The special education classes are not the place for high functioning autistics. They would be if the special education teachers had the time and resourses to teach exactly what is taught in the regular classes. They do not, so the special classes can’t even teach what the slow regular classes teach. By putting this child in special class you will condemn him to a third class existence.
Take him aside and tell him to toughen up. Put him on the front row. Also, remeber you won’t have him next year.
As an elective teacher, speech and TV production, there are no paras for me....
I have been given some ideas and have some paperwork on him to help, but that only can go so far.
The main thing is to keep him doing something at all times to help him from being overloaded. I have noticed that has made a difference, but it still is a challenge.
Let’s just say by the end of the year I have not regretted becoming a teacher. I have heard it make take 2-3 years to finally get classroom management under control enough and to have a style well enough to actually love it finally.
Sad! I loved student teaching, and it reinforced my passion. But, this is so difficult.
I have tried everything the other teachers suggest to get the classroom under control, and they still don’t listen and be quiet when I am trying to teach.
Quite rough. Anyway, sorry for the rant. Just needed to rant to somebody.
But, I am getting extra support for the student even though I do not have an aide for him.
True. Good ideas. I have started getting a few decent students next to him to help him stay on task, and that has improved things a bit.
You are right.It was not good use your time or his time putting him in that class. Autistics don’t generally become statesmen. He should have taken art or band.
Bless you...you are an Angel!
But yet all the parents of “special” children on this thread will call you inadequate and ill prepared to care for their children. Good luck, Angel. Hang in there!
you’ve got mail
I have received numerous posts that seem to say that if a teacher is unable to control a child that has been improperly mainstreamed then the problem should be dropped on law enforcement. The criminal justice system is just that.
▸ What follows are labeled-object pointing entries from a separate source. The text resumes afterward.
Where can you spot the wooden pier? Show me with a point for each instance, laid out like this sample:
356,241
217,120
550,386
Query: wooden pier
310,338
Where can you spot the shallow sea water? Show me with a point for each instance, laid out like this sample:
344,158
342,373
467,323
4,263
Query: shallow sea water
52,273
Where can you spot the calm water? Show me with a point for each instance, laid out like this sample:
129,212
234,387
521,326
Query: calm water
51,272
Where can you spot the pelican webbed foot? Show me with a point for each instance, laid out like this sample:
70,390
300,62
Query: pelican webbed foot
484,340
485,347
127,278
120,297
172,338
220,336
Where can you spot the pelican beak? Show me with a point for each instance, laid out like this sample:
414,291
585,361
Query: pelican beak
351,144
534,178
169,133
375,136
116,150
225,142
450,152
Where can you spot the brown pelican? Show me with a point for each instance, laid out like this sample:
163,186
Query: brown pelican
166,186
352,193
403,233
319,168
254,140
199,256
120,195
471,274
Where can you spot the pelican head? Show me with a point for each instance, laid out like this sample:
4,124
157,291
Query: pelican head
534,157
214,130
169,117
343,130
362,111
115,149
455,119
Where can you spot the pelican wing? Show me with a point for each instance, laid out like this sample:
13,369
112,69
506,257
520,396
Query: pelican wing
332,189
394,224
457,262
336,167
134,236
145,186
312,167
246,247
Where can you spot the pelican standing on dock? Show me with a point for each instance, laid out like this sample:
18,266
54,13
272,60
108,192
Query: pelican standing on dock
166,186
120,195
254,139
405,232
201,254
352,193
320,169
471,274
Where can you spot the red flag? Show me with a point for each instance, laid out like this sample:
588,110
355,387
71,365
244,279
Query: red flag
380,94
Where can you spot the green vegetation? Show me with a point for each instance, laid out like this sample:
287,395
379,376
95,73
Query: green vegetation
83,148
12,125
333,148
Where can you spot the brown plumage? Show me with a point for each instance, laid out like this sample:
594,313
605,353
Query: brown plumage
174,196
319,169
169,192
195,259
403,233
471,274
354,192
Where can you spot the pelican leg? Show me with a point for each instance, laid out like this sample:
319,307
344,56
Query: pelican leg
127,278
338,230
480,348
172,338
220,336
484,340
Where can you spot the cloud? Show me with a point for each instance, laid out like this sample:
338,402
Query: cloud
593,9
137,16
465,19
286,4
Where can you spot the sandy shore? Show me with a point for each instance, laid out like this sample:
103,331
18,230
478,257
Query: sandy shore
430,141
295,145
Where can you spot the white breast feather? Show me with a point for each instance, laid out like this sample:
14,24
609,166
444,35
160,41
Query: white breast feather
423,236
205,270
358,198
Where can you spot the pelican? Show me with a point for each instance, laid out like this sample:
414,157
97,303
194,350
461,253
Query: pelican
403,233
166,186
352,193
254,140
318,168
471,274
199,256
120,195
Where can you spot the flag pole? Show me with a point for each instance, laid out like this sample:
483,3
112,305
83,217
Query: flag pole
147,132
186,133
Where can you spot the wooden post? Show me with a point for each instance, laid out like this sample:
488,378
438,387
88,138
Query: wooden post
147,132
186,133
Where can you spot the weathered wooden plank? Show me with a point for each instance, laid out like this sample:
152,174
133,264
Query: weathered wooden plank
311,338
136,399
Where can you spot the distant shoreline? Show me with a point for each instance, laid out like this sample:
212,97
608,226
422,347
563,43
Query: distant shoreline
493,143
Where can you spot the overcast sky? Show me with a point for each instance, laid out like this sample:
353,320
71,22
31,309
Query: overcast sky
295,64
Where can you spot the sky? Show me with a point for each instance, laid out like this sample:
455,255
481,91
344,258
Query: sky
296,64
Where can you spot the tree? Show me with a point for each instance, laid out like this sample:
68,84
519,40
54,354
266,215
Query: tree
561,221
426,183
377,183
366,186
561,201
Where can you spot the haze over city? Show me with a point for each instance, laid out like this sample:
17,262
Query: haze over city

It is a system used to determine if a person has committed acts or omissions proscribed by criminal code. In the event, the court or a jury finds that the acts are unlawful, then a punishment is prescribed. This is not the way to get help for a child. There are numerous other remedies including seeking civil injunctions, social service evaluations that may result in adjudication of the child as insane or incompetent or suffering from some other condition which renders the child unfit to be part of society. The problem is either the PC position that there are no defective people or the schools failure to provide contained special ed classrooms if they are so mandated.
There was once a time when adults in this country knew how to handle kids who threw temper tantrums.
Maybe one day we will reinvent this technology.
[The fact of the matter is you and yours are suckling from my largesse]
No, my children will be educated via private school. So, I’m not interested in your largesse, or your smallesse either, for that matter. (badumpump)
Thanks for posting the updated information. Interesting to note that (1) the parents had been asking for an Individualized Education Program for their child, and (2) they’d threatened to file charges previously.
So, the parents themselves might not have been demanding their child be “mainstreamed”, as many here presume. On the other hand, they’d threatened to file charges against a school bus driver, so maybe the aide was trying to CYA by filing charges.
As I said, anyone who would try to prosecute a 6-year old for ANYTHING is a complete and utter idiot. And how can you prosecute the parents for an act that the child did? Do you think that the child learned this behavior at home? Perhaps, perhaps not.
Should the child and parents be forced to undergo mandatory counseling? Yes. Should the child be in a mainstream class handled like all the other children? No. But, the article states that, “Nathan’s teacher’s aide, Glenda Schiltz, filed a juvenile fourth degree misdemeanor assault charge against him.” To file criminal charges against a 6-year old is just plain stupid.
I stand by my original statement, she should lose her job and her teaching creds.
Ruck
The money you personally pay for real estate taxes would pay for a half day Kindergartener - tops, so don’t fancy yourself the benefactor of your neighbor’s children’s education.
Uh no. Proper behavior modifications administered by competent personnel is the way to “defend yourself”.
The teachers at my son’s school weigh about 120 lbs soaking wet, and they have absolutely no problems at all handling autistic kids 6 ft tall and 200 lbs.
Of course they know how to teach children with autism.